The ship also came under daily threat of kamikaze bombers. Mr Brown lost 14 of his crewmates when a kamikaze pilot smashed into the Indefatigable in April 1945.
SHOW BRINGS ALIVE BATTLE
Imagine Wither Hills standing between two armies, one desperate to break through and make their way to a major city beyond, and another equally desperate to push back the same onslaught.
In between both is the town of Blenheim, caught in the middle and vulnerable.
The defending forces use the hills to repel repeated attacks, taking advantage of the height to pick off those below.
The attacking forces eventually respond with an aerial bombardment that destroys not only the target, but also the town below.

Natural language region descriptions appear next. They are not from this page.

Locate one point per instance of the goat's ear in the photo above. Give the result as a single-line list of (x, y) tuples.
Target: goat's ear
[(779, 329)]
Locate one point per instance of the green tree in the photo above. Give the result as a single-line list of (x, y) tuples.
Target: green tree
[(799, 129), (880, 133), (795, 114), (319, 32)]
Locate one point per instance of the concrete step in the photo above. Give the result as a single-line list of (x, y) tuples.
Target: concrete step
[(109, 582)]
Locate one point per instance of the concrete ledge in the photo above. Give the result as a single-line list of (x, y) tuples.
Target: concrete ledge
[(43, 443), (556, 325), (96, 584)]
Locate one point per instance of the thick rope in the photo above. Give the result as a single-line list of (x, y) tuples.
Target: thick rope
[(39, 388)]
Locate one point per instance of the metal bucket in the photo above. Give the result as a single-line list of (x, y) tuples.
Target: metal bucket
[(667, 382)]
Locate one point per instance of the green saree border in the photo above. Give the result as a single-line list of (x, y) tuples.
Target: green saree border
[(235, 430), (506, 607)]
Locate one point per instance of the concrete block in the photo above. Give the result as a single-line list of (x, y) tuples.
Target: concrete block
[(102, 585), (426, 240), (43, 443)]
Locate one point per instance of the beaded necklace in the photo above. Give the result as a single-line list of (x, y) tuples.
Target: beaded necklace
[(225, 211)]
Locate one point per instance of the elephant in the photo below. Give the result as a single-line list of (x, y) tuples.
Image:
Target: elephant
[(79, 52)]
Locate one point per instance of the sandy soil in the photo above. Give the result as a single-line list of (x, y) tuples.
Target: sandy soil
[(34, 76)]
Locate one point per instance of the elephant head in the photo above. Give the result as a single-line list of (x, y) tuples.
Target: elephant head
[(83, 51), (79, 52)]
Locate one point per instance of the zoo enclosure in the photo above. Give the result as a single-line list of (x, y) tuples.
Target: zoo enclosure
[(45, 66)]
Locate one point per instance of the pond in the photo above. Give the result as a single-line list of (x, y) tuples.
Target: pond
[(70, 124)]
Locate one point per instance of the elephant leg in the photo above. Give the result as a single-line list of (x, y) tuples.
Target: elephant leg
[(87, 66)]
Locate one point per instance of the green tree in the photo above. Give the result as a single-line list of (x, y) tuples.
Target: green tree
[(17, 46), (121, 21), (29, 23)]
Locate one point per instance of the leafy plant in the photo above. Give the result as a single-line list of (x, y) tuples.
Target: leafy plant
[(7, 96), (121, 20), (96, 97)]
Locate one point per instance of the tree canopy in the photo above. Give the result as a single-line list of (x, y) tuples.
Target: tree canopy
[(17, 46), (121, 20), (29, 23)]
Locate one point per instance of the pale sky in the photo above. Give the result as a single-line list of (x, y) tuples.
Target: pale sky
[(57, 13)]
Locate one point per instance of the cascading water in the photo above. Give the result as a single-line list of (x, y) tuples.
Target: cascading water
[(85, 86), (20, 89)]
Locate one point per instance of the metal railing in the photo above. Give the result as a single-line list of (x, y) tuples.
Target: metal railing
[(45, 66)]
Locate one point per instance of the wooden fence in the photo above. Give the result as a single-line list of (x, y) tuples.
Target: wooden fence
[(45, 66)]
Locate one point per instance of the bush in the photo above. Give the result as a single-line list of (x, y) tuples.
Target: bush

If that sounds like a nightmare scenario, it is one those living in the Italian town of Cassino were faced with in early 1944. The town was almost completely destroyed in the four-month-long Battle of Monte Cassino, along with the 1400-year-old monastery on the mountain behind the town for which the battle is named.
The battle involved a series of four attacks by the Allies, who were intent on breaking the German defensive line, known as the Gustav Line, and seizing Rome.
The infamous destruction of the historic abbey of Monte Cassino, founded in AD524 by St Benedict, took place on February 15, because of fears that the abbey was being used as a lookout post for the German forces.
Two days after the bombing, German paratroopers entered the ruins to defend it, but their defensive line eventually broke in May. Allied forces entered Rome the next month.
Final casualties totalled more than 70,000, including 54,000 Allied and 20,000 German soldiers. Allied casualties included 1400 New Zealanders, 343 of whom died. An unknown number of civilians were killed.
Marlborough residents will get an inkling of the battle when it is re-enacted as part of the Classic Fighters Airshow at Omaka next month. Aviators from around New Zealand will recreate the battle twice during the three-day airshow, including the destruction of a replica monastery.